Black and Hispanic Americans are much more likely to work in jobs that must be done in person, leading to much higher exposure to SARS-CoV-2. "That didn't change as the racial differences in the mortality rate shifted," Lo said. "Other factors—like geographical distribution, healthcare access, income equality—that contributed to the initial higher rate of Black deaths didn't go away either."
What did change was that levels of concern about SARS-CoV-2 and adherence to protective public health measures (eg, lockdowns, closures, prohibitions on gathering) widened along political lines, with increasing deaths among White Americans.
After initially issuing similar state mandates in the first few weeks of the pandemic, within 1 month, Republican-controlled states began lifting public health restrictions, lessening virus containment and leading White deaths to surpass those of Black people from April to October 2020.
"If you were under a Republican governor, who is likely to enact fewer protective policies at a slower rate, that has an effect on COVID's spread and—controlling for age and other factors in mortality—is negatively correlated with COVID inequality," Lo said. "In states where you're less likely to see public health policies to contain the virus, you're more likely to see White deaths in equal proportion with Black deaths, but not because the death rates are any better for Black people in those states."
The polarization of public opinion
At the same time, weekly public polls conducted through May 2021 demonstrate widening differences between Democrats and Republicans in terms of their concern about the pandemic. When the pandemic began, over 20% of Republicans said they were "extremely concerned by the coronavirus outbreak," but that proportion rapidly fell to under 10% and stayed there or below into 2021. The proportion of Republicans who reported being "not very concerned" jumped from 20% to 40% within a month, ballooning to nearly 70% by the study's end. Meanwhile, 50% to 70%of Democrats said they were "extremely concerned" throughout 2020, and under 10% reported they were "not concerned" to the study's end.

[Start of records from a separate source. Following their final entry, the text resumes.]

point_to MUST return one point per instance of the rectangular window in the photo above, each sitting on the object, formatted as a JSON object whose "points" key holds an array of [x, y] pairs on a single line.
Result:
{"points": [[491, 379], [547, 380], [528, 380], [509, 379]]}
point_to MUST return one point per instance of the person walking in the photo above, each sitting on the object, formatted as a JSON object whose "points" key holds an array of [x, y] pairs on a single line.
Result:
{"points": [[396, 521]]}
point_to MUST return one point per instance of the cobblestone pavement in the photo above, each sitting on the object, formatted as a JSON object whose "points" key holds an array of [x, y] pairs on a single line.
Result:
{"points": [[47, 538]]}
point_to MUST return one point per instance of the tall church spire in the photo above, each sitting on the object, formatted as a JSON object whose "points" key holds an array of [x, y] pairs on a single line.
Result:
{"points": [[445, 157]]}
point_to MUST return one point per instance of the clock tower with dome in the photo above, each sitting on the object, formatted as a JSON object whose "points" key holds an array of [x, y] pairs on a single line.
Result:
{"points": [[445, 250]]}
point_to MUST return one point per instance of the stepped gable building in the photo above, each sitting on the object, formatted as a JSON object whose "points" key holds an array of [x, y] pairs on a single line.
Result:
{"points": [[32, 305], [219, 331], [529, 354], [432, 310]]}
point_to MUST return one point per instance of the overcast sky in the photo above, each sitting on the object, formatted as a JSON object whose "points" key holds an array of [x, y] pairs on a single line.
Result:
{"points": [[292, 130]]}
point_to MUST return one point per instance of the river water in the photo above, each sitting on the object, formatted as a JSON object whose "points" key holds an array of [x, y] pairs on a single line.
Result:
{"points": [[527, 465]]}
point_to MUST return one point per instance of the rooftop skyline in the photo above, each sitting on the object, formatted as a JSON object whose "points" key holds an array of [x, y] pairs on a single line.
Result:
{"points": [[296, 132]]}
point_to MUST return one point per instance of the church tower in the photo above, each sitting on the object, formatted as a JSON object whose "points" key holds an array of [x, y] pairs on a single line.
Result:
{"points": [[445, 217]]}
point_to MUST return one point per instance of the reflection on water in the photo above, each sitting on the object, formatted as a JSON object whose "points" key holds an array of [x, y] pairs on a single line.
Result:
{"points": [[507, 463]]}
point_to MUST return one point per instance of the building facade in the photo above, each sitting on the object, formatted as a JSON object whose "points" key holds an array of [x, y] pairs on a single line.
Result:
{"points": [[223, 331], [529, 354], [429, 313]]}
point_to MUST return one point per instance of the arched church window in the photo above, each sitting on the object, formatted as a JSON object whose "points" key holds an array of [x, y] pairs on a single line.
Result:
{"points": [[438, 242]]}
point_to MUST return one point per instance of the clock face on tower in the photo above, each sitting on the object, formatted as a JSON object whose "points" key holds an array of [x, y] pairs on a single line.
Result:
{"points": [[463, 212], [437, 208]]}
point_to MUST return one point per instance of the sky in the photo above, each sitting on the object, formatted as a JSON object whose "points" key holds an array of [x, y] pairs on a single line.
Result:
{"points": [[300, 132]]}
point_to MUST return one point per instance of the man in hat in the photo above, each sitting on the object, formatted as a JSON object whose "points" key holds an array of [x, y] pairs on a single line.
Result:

Of note, the researchers also classified party opinions by race, illustrating that Black Americans' level of worry about the virus approached that of White people who shared their political affiliation but remained far from that of Black members of the other political party.
"As the partisan disparity in Americans who were 'unconcerned' about COVID increased, racial inequality in COVID mortality decreased, generating the appearance of greater equality consistent with a 'race to the bottom' explanation as overall deaths increased and substantively swamping the effects of containment policies," they wrote.
Lo said the team is concerned about political polarization and the inability of groups to communicate and find ways to drift closer rather than further apart. "Polarization of public opinion has huge impacts across both our political arena and, it turns out, public health as well," she said.